São Paulo - Desde que entrou na moda, cheirava mal a expressão "flexibilização do mercado de trabalho". Na Europa, era apenas o codinome para a desmontagem do Estado de Bem-Estar Social, a menos imperfeita das construções institucionais do homem.
Na América Latina, a Argentina acaba de mostrar o que a expressão significa, na prática, com a proposta de flexibilizar os salários. Flexibilizar, aliás, é uma tremenda burla. Como ninguém teria a coragem de propor a redução de salários, pura e simplesmente, usa-se um eufemismo.
A flexibilização é só para baixo.

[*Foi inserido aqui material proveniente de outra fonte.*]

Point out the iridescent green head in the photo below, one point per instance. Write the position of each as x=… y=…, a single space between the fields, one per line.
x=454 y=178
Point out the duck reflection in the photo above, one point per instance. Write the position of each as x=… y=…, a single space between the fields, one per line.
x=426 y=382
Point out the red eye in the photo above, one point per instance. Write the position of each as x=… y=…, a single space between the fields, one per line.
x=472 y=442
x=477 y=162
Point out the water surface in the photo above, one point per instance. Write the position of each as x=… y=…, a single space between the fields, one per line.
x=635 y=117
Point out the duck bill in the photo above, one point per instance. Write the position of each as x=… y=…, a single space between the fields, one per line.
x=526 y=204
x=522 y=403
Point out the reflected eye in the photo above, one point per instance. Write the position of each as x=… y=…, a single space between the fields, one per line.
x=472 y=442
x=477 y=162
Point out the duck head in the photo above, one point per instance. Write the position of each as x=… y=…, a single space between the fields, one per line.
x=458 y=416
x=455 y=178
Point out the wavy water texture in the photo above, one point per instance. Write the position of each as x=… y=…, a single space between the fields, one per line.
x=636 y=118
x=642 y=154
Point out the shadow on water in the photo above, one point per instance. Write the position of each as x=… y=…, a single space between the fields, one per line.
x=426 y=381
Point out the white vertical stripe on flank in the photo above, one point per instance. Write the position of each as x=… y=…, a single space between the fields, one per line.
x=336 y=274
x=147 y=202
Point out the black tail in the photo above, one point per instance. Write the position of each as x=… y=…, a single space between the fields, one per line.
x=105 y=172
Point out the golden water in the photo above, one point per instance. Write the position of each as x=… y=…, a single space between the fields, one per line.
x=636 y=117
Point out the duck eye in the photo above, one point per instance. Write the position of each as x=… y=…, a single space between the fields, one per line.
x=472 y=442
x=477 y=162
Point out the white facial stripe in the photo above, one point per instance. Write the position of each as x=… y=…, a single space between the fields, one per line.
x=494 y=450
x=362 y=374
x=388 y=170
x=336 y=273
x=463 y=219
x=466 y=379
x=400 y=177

Quando as empresas estiverem mal das pernas, têm o direito de reduzir os salários. Mas, quando nadarem em lucros, não precisam dividi-lo com seus trabalhadores.
O pior é que, já, já, os especialistas de plantão no Brasil sairão em defesa da tese, esgrimindo argumentos pseudo-científicos, equações maravilhosas, o diabo, para provar que a inflexibilidade da legislação trabalhista é que impede contratação de mão-de-obra.
Mentira. As empresas argentinas não contratam porque a economia anda em estado catatônico, provocado, em grande parte, pela camisa-de-força do câmbio fixo. Que, por sua vez, transformou o país em empório importador. E quem importa emprega menos do que quem fabrica localmente, como é óbvio.
Como o governo não pode mexer no câmbio, sob pena de enterrar de vez o país, propõe mexer nos salários, o elo fraco da cadeia. É sempre assim, faz séculos.
Mas nem a ditadura militar do período 76/83, a mais selvagem da história argentina, teve a cara-de-pau de ir tão longe quanto o líder de um partido que se diz "justicialista".
Honestamente, de vez em quando me bate uma saudade danada dos "Montoneros", o alucinado grupo guerrilheiro que a ditadura destruiu. A selvageria da direita bem que merece a selvageria dessa esquerda. Difícil é dizer qual é mais predatória.